Interview avec Imane Dahou: « Intégrer la cybersécurité dans les programmes universitaires »

Imane Dahou, Responsable des services de cybersécurité, fait partie des 50 femmes distinguées dans le classement des « African Women In Development », récompensant l’engagement envers le développement de l’Afrique. Dans cette entrevue, elle expose ses actions pour provoquer un changement transformationnel sur le continent, particulièrement au Maroc, en la matière.

Comment appréhendez-vous votre récente nomination dans le classement des African Women In Development, qui reconnaît les 50 femmes les plus impliquées dans le développement du continent africain ?
J’ai l’honneur et le privilège de figurer dans le classement African Women In Development qui met à l’honneur les 50 femmes les plus engagées dans le développement du continent africain. Ce classement est porté par la fondation Donors for Africa, une ONG qui ambitionne de transformer les communautés africaines en renforçant les capacités des acteurs du changement social, à travers un éventail d’initiatives incluant l’éducation, le développement durable, la santé, l’entrepreneuriat et, bien sûr, la technologie.

D’ailleurs, c’est mon engagement en faveur d’une Tech plus inclusive des femmes africaines qui a été récompensé. Un engagement que je porte très fort depuis l’Europe où j’évolue en tant qu’experte en cybersécurité et enseignante en Gouvernance, Risque et Conformité (GRC).
 

Pourriez-vous nous raconter un peu votre parcours et ce qui vous a motivée à vous engager dans le domaine du développement en Afrique ?

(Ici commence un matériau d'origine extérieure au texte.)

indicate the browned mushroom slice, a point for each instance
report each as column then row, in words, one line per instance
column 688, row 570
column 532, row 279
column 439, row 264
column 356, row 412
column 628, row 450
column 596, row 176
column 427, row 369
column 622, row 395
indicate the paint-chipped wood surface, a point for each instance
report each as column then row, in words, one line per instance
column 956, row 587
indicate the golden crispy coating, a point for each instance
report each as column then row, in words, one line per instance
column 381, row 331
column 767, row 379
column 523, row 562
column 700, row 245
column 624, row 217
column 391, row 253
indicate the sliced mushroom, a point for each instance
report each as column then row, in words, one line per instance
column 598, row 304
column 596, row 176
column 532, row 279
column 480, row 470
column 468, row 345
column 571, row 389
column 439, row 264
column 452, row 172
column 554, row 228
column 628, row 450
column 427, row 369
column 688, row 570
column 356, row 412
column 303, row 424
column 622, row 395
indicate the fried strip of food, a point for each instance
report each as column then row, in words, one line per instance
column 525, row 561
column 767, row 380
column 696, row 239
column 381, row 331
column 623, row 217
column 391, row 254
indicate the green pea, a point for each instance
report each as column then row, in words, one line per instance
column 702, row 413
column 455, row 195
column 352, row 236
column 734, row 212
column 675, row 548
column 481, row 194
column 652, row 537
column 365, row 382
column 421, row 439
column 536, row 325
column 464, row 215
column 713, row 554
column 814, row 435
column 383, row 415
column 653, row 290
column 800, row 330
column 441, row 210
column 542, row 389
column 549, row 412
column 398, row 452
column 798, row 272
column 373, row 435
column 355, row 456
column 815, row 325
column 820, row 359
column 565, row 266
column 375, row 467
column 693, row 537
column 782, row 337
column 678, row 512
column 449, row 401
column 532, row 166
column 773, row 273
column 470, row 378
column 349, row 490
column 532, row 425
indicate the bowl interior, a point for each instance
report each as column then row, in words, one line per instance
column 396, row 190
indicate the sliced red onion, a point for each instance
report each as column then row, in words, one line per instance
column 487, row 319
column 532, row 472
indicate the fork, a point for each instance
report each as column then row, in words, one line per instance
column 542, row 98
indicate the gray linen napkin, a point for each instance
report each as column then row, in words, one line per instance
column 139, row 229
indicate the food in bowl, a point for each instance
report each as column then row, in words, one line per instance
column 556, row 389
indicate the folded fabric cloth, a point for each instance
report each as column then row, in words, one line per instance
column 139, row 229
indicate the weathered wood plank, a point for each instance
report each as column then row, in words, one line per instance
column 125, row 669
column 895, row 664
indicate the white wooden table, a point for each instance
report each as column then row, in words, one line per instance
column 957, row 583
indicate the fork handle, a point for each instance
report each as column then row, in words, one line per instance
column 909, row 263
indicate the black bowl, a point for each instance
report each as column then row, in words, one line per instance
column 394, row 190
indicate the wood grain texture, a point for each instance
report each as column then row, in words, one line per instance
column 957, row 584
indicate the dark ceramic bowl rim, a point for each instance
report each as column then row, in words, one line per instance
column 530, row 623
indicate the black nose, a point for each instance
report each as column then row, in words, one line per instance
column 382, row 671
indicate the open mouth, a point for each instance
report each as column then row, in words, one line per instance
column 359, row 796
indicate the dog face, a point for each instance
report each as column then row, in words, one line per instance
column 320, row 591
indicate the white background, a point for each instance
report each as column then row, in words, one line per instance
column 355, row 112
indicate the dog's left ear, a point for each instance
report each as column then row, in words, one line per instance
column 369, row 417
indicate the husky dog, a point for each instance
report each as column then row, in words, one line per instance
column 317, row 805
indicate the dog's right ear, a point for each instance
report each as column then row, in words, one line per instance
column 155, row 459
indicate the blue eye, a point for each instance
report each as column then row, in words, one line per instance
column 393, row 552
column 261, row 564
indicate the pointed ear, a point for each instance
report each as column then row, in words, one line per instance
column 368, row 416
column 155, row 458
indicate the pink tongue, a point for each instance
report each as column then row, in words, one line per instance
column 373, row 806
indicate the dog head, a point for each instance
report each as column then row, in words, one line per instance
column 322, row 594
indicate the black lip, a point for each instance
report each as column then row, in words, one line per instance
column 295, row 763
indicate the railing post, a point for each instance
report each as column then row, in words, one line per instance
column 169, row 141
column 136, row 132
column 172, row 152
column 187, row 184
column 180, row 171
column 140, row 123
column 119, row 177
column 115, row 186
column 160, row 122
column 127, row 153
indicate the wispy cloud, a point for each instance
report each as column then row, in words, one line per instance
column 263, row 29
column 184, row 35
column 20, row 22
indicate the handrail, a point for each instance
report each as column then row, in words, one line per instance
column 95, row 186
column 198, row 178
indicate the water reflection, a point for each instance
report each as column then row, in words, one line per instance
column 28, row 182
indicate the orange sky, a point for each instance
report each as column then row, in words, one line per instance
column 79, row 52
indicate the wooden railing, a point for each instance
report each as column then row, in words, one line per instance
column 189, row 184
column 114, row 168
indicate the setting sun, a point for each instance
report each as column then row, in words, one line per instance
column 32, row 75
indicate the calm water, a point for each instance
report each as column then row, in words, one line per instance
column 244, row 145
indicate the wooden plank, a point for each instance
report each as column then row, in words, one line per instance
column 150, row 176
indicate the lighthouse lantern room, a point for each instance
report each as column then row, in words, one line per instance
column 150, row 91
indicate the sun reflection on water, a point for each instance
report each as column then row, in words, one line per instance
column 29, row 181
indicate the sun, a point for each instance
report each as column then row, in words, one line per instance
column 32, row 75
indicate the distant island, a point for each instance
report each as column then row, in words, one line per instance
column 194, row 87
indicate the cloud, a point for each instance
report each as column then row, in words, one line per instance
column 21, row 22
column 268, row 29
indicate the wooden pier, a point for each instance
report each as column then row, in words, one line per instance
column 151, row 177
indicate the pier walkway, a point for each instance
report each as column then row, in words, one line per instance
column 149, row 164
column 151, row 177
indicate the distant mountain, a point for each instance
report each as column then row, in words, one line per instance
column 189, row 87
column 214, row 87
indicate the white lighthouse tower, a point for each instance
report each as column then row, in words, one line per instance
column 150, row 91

Je suis née et j’ai grandi au Maroc, puis je me suis expatriée en France à l’âge de dix-huit ans. J’ai fréquenté les universités les plus prestigieuses et étudié tour à tour la géopolitique, la stratégie militaire, l’industrie de défense et le droit. Mon engagement a débuté en 2014 lorsque j’ai rejoint l’UNICEF au sein duquel j’ai participé à des actions en faveur des droits des enfants les plus désavantagés, notamment des 276 lycéennes qui ont été enlevées dans une localité de l’Etat de Borno par Boko Haram.

Puis j’ai été catapultée au cœur de l’actualité lors de mon passage par la rédaction de la chaîne d’information continue France 24.Je me suis progressivement spécialisée dans la gestion des risques, la gouvernance et la gestion de crise. Mes expériences sont aussi passionnantes qu’éclectiques. A titre d’exemple, j’ai accompagné la sécurisation de gros projets industriels en Afrique et au Proche-Orient, mais j’ai également participé à l’organisation et à la coordination d’exercices de gestion de crise gouvernementaux.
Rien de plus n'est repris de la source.